College students plan ultimate, wonky road trip

Tank of gas? Check. Beef jerky and trail mix? Check. Mix CD? Check. Term paper on turning around a city that’s bedeviled generations of urban planners? Check.

Let’s hit the road and meet the mayor!

Marcus Page and his pals in Kurt Burch’s city politics class could be reviewing that checklist shortly before they hit the road about 7 a.m. Thursday. They’re driving from
Normandale Community College in Bloomington, Minn., on a 11-hour, wonky road trip to urban planning paradise: Motown.

Their mission: Present their plan for turning around the city to Mayor Dave Bing — and maybe get an ‘A’ in their class.

All semester, their class has studied Bing’s Detroit Works Project to reshape the city by enticing residents to leave under-populated neighborhoods for viable ones. Now, Page and his peers think they have the answer: Look to Dinkytown.

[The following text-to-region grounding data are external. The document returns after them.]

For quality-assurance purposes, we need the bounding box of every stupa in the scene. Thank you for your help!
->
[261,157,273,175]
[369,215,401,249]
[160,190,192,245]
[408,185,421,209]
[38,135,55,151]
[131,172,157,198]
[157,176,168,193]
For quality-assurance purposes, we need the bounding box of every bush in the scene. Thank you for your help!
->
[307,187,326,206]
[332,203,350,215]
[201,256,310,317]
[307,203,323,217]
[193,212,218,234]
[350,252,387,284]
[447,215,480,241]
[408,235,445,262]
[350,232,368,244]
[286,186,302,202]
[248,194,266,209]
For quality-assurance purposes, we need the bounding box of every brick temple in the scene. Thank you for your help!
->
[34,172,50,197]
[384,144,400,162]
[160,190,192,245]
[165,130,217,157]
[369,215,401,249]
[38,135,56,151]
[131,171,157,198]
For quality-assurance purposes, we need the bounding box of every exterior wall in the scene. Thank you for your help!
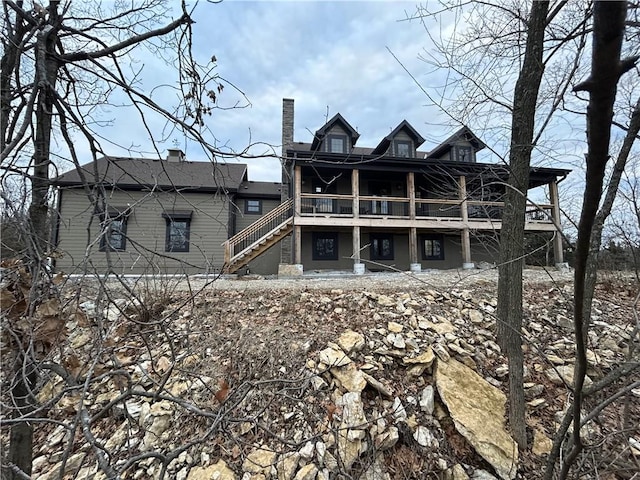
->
[298,228,498,272]
[233,198,282,275]
[55,188,230,275]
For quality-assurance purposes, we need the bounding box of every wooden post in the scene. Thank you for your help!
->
[352,169,359,219]
[353,226,361,263]
[408,172,416,220]
[409,227,418,265]
[294,165,302,216]
[459,175,468,222]
[549,180,564,264]
[459,175,472,267]
[294,226,302,264]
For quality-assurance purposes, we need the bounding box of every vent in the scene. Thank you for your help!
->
[167,149,185,162]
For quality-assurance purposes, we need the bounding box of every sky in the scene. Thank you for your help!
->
[86,0,463,183]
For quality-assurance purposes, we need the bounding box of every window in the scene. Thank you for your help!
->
[245,199,262,214]
[100,215,127,252]
[312,232,338,260]
[455,146,473,162]
[162,210,192,252]
[327,134,347,154]
[393,140,412,158]
[422,234,444,260]
[370,234,394,260]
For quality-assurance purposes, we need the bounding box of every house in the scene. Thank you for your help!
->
[53,99,570,276]
[52,150,282,275]
[223,99,570,274]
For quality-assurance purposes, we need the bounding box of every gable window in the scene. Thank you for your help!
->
[422,234,444,260]
[327,134,347,154]
[99,209,128,252]
[370,233,394,260]
[312,232,338,260]
[393,140,412,158]
[163,210,192,252]
[245,199,262,214]
[455,146,473,162]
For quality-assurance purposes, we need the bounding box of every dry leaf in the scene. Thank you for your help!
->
[156,356,172,373]
[215,378,230,404]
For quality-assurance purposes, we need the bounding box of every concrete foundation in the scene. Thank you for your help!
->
[410,263,422,273]
[278,264,303,277]
[462,262,476,270]
[353,263,365,275]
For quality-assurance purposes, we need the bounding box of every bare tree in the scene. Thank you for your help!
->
[546,2,638,478]
[495,0,550,449]
[0,1,242,478]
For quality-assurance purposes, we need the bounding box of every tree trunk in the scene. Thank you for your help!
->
[557,3,632,478]
[496,0,549,450]
[6,355,37,480]
[29,22,59,258]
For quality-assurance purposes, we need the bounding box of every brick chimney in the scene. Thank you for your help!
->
[166,149,185,162]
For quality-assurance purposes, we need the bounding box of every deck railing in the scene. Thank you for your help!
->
[299,194,554,222]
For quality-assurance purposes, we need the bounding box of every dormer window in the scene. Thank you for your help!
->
[327,134,347,154]
[393,140,412,158]
[455,146,474,162]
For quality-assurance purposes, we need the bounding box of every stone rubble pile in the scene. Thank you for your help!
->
[29,283,637,480]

That’s the funky Minneapolis neighborhood of bars and streetcars near the University of Minnesota’s Twin Cities campus. And it was somehow overlooked by Bing and his staff
they scoured Italy, Germany and England looking for answers to Detroit’s comeback.

The students’ plan — five pages, plus accompanying video — encourages the city to emulate Dinkytown in Midtown, attract a locally owned supermarket, create critical mass and rebuild the city from that vibrant core.

“This is our final project, but we’re pushing it to be the proposal to save Detroit,” Page says.

On one hand, his timing couldn’t be better. Since the auto collapse of 2008, Detroit has become something a highbrow ant farm for the SimCity set. The American Institute for Architects has a plan to save the city. The
American Assembly public policy forum is coming to the Westin Book Cadillac on April 14-17 to discuss one.

But on another, Page’s timing couldn’t be worse. He and four classmates are getting in late Thursday and leaving Sunday, and weekends aren’t always prime meeting time for city officials.

“It’s the only time we could go,” says Page, 20, of St. Paul, Minn., who has been to Detroit but whose friends have not. “We have a lot of calls out, but no commitments yet.”

That may be changing. Karen Dumas, Bing’s communications executive, reached out to the student early Wednesday morning asking how City Hall could help.